RAFI
Ah, stand apart and veil your face, you who call in the name of reason!
You are all afire for martyrdom: can you hear reason calling from her snows?
Oh, you woman, Allah curse you for blinding my eyes with love!

PERVANEH
Ah, Rafi!

RAFI Be silent—be silent! Your voice is the voice of a garden at daybreak, when all the birds are singing at the sun. Forget your whirling dreams, your fires, your lightnings, your splendours of the soul, and answer the passionless voice that asks you—why should your lover die, and such a death?

PERVANEH
I am listening.

RAFI I am very young. Shall I forget to laugh if I continue to live? Shall I spend all my hours regretting you? Shall I not return to my country and comfort the hearts of those that gave me birth? Have I not my white-walled house, my books, my old friends, my garden of flowers and trees? Has the stream forgotten to sing at the end of my garden because Pervaneh comes no more?

"Love fades," saith Reason, with a gentler voice. "Love fades but doth not fall. Love fadeth not to yellow like the rose but to gold like the leaves upon the poplar by the stream." And when my poplars are all gold, I shall sit beneath their shade beside the stream to read my book. When I am tired of my book I will lie on my back and watch the clouds. There in the clouds I shall see your face, and remember you with a wistful remembrance as if you had always been a dream and the silver torment of your arms had never been more than the white mists circling the round mountain snows.
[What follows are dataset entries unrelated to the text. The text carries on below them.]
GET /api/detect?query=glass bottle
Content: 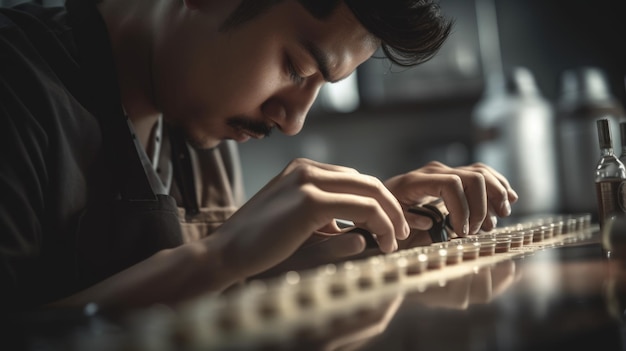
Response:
[619,122,626,166]
[595,118,626,227]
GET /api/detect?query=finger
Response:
[300,167,410,243]
[406,211,433,230]
[453,170,489,234]
[312,189,400,252]
[464,162,519,203]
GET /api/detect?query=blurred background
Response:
[234,0,626,220]
[0,0,626,220]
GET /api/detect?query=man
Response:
[0,0,517,314]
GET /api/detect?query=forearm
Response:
[51,237,239,309]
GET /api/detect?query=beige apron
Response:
[150,119,245,242]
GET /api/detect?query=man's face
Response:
[153,0,377,148]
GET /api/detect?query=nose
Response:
[261,84,321,135]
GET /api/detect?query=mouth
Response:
[233,128,265,143]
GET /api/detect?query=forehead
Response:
[250,0,379,77]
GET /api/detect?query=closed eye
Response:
[286,56,304,85]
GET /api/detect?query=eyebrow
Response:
[300,39,345,83]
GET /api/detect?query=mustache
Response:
[226,116,273,137]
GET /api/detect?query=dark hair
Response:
[222,0,452,67]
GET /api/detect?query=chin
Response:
[186,133,222,150]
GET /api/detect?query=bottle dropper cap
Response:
[596,118,613,149]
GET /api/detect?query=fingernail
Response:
[501,200,511,216]
[403,222,411,239]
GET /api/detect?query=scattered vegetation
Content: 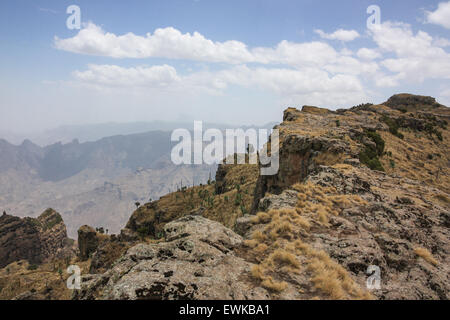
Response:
[414,248,438,266]
[245,182,372,299]
[359,131,385,171]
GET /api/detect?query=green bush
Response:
[359,131,385,171]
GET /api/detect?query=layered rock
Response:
[0,209,73,267]
[74,216,269,300]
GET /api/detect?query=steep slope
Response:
[74,94,450,299]
[0,209,72,267]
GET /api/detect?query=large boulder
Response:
[73,215,269,300]
[0,209,73,267]
[78,225,99,261]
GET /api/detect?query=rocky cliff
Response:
[69,94,450,299]
[0,94,450,300]
[0,209,71,267]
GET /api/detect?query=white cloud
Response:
[356,48,381,60]
[314,29,360,41]
[54,23,253,63]
[73,65,180,87]
[433,37,450,48]
[69,65,364,105]
[371,22,450,85]
[426,1,450,29]
[54,23,370,72]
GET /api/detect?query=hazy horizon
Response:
[0,0,450,133]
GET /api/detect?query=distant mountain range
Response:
[0,121,276,146]
[0,122,273,237]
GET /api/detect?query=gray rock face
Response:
[73,216,269,300]
[0,209,73,267]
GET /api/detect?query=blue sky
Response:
[0,0,450,131]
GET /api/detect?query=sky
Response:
[0,0,450,134]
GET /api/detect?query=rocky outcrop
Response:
[74,216,269,300]
[78,225,100,261]
[250,166,450,300]
[73,95,450,300]
[383,93,442,111]
[0,209,73,267]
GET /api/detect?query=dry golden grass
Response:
[414,248,438,266]
[128,164,259,238]
[380,129,450,194]
[292,181,367,225]
[246,182,373,299]
[314,152,345,166]
[0,260,90,300]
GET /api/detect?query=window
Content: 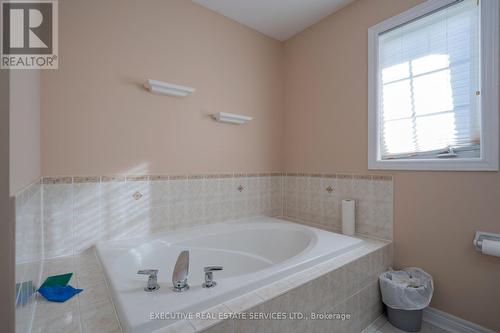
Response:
[368,0,499,170]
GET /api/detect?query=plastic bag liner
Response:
[379,267,434,310]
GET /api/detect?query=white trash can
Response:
[379,267,434,332]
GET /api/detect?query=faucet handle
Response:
[203,266,223,273]
[201,266,222,288]
[137,269,160,292]
[137,269,158,277]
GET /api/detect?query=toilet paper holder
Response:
[472,231,500,252]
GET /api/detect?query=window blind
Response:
[378,0,480,159]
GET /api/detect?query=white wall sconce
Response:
[212,112,252,125]
[144,79,195,97]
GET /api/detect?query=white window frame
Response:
[368,0,500,171]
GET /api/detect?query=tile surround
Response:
[43,172,393,258]
[283,173,393,240]
[33,239,392,333]
[16,172,393,332]
[15,182,43,333]
[43,173,283,258]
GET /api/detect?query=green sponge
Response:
[40,273,73,288]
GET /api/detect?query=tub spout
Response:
[172,251,189,292]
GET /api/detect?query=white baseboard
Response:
[423,307,495,333]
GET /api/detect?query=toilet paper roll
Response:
[342,200,356,236]
[483,239,500,257]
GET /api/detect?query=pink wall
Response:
[42,0,283,176]
[9,70,41,195]
[285,0,500,331]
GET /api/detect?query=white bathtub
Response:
[97,217,362,333]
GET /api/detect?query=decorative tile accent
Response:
[73,176,101,184]
[283,173,393,239]
[42,177,73,184]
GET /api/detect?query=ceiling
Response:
[192,0,354,41]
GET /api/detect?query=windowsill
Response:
[368,158,498,171]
PERVANEH (With growing anger) And so, wrapped in pleasant fancies, you will forget the woman you have sold to a tyrant. And so, while I, far from my country and my home, am dying of shame and confinement, you will dream and you will dream!

RAFI The plague on your dishonour! You are to be the Caliph's wife. Is that not held for the highest honour to which a woman can attain? Is that worse shame than being flayed by a foul negro? The shame! the selling! the dishonour! A woman's vanity: am I to be tortured to death to gratify your pride? If I must not have you, do I care whose wife you are? I shall remember you as you are now— rock water undefiled.

PERVANEH
Cold and heartless coward; you are afraid of death!

RAFI By Allah, I am afraid of death, and the man who fears not death is a dullard and a fool! Are we still making speeches in full Divan to the admiration of the by-standers? Must we pose even now! If you hate me for fearing death, go your way and leave this coward. Ah, no, no, do not leave me, O Pervaneh! Forgive me that I am what I am. I have not unsaid my promise. I will die with you. I will die! I will endure the tortures that are thrice as terrible as death, the tortures that parch my mouth with fear.